Ross Ulbricht, the 29-year-old alleged mastermind behind the online drug marketplace Silk Road, still maintains his innocence. But those 173,000 Bitcoins the FBI confiscated as assets believed to have been used to facilitate money laundering and six failed murder-for-hire attempts... yeah, those are his and should be returned to him.

Ulbricht recently filed legal papers in a Manhattan federal court suggesting he has an interest as owner of the Bitcoins which are valued at $33.6 million as of writing. He believes the virtual currency isn't subject to seizure under federal forfeiture laws and therefore should be returned to him.

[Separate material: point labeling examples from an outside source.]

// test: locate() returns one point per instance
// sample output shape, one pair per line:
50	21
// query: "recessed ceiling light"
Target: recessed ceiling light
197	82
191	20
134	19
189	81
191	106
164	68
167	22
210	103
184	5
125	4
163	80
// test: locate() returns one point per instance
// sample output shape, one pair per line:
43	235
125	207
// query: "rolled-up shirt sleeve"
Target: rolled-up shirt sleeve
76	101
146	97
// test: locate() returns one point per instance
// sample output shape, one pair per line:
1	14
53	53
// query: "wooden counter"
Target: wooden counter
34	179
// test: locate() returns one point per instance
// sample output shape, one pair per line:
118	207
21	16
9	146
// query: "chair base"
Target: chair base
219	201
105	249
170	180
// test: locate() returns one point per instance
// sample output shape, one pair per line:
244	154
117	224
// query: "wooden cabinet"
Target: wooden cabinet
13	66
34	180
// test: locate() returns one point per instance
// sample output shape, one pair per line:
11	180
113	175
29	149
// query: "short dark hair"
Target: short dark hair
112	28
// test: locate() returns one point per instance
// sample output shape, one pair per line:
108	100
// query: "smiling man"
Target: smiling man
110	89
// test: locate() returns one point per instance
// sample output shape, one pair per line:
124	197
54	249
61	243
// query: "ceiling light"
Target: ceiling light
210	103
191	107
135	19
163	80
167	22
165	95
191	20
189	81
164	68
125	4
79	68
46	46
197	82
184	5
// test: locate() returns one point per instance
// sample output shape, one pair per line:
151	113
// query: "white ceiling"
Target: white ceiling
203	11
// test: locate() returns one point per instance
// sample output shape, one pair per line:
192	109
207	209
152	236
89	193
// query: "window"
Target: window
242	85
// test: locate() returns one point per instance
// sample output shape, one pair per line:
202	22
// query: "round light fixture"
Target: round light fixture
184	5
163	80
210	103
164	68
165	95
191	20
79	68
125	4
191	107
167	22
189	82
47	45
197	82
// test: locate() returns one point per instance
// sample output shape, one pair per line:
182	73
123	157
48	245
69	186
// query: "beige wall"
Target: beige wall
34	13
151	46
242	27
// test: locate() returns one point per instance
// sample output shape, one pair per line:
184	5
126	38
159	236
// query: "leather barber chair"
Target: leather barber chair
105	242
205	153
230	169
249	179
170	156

It's a very creative and cutting edge argument, according to white-collar lawyer and former Brooklyn assistant US attorney Daniel Wenner. It is possible that a judge could rule that Bitcoins aren't considered property that can be seized in a criminal prosecution although Wenner said he would be stunned if a judge sided with Ulbricht.

Former federal prosecutor Jeffrey Alberts essentially echoed those sentiments, saying the alleged mastermind would have a tough time arguing his point because anything of value can be seized in a money-laundering case. Intellectual property and even domain names have been seized in the past so there's no reason think Bitcoins wouldn't qualify, he said.

Interestingly enough, he didn't elaborate on how exactly he came into ownership of so many coins, but I digress. Either way, it classifies as the largest Bitcoin forfeiture in US history and it'll be interesting to see how it all plays out in court.